Женщины вскипятили воду, заварили чай, перекусили бутербродами и улеглись отдыхать.
XXI
Отследить бандероль с досье на Евгению Кузнецову не удалось. Евгения получила ее вместе с тревожной телеграммой из Ростова. Она расписалась в тетради почтальона, и пробежала глазами телеграмму. В ней сообщалось:
«Борис тяжело ранен. Хочет вас видеть. Деньги на самолет высланы. Адрес: Ростов, военный госпиталь. Петракова».
— Мама, мама, какой ужас! Борис тяжело ранен! Сколько же времени меня будет преследовать злой рок! — вскричала несчастная Евгения, кладя бандероль на стол. — Послушай, что пишут в телеграмме! — она читала, а крупные слезы неудержимо катились по ее щекам.

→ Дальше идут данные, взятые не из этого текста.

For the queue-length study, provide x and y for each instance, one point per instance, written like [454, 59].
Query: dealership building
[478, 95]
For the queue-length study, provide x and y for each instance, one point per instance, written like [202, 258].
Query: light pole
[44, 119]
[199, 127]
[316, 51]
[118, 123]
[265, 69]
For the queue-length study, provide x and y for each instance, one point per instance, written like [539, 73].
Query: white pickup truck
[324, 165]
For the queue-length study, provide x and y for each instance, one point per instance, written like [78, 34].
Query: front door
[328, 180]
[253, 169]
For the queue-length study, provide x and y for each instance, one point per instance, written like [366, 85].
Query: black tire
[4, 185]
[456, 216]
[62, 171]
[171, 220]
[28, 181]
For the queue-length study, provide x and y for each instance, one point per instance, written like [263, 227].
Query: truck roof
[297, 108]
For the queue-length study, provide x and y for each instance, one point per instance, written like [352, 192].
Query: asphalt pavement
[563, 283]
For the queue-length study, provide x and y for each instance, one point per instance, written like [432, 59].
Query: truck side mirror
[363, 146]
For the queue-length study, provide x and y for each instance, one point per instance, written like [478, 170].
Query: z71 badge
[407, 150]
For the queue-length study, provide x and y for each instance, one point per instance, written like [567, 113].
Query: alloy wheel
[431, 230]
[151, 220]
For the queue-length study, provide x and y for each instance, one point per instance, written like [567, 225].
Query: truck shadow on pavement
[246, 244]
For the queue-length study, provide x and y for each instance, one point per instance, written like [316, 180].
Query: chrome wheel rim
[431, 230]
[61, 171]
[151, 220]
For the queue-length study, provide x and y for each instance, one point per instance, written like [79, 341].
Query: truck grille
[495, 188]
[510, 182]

— Милая ты моя! — мать, постаревшая и поседевшая за последний год, но все еще со следами былой красоты, обняла Евгению, усадила на диван, пристроилась рядом, взяла из рук дочери телеграмму и уставилась на строчки бланка, невидящими глазами, наполняемые слезами. — Я не нахожу слов. Какое несчастье, какой хороший человек поплатился здоровьем из-за чужих интересов! — И видя порыв дочери, то, как она решительно глянула на часы, заголосила:-Куда же ты одна, там так страшно? Ты такая молодая, неопытная, доверчивая, тебя могут украсть бандиты, превратят в рабыню, потребуют выкуп!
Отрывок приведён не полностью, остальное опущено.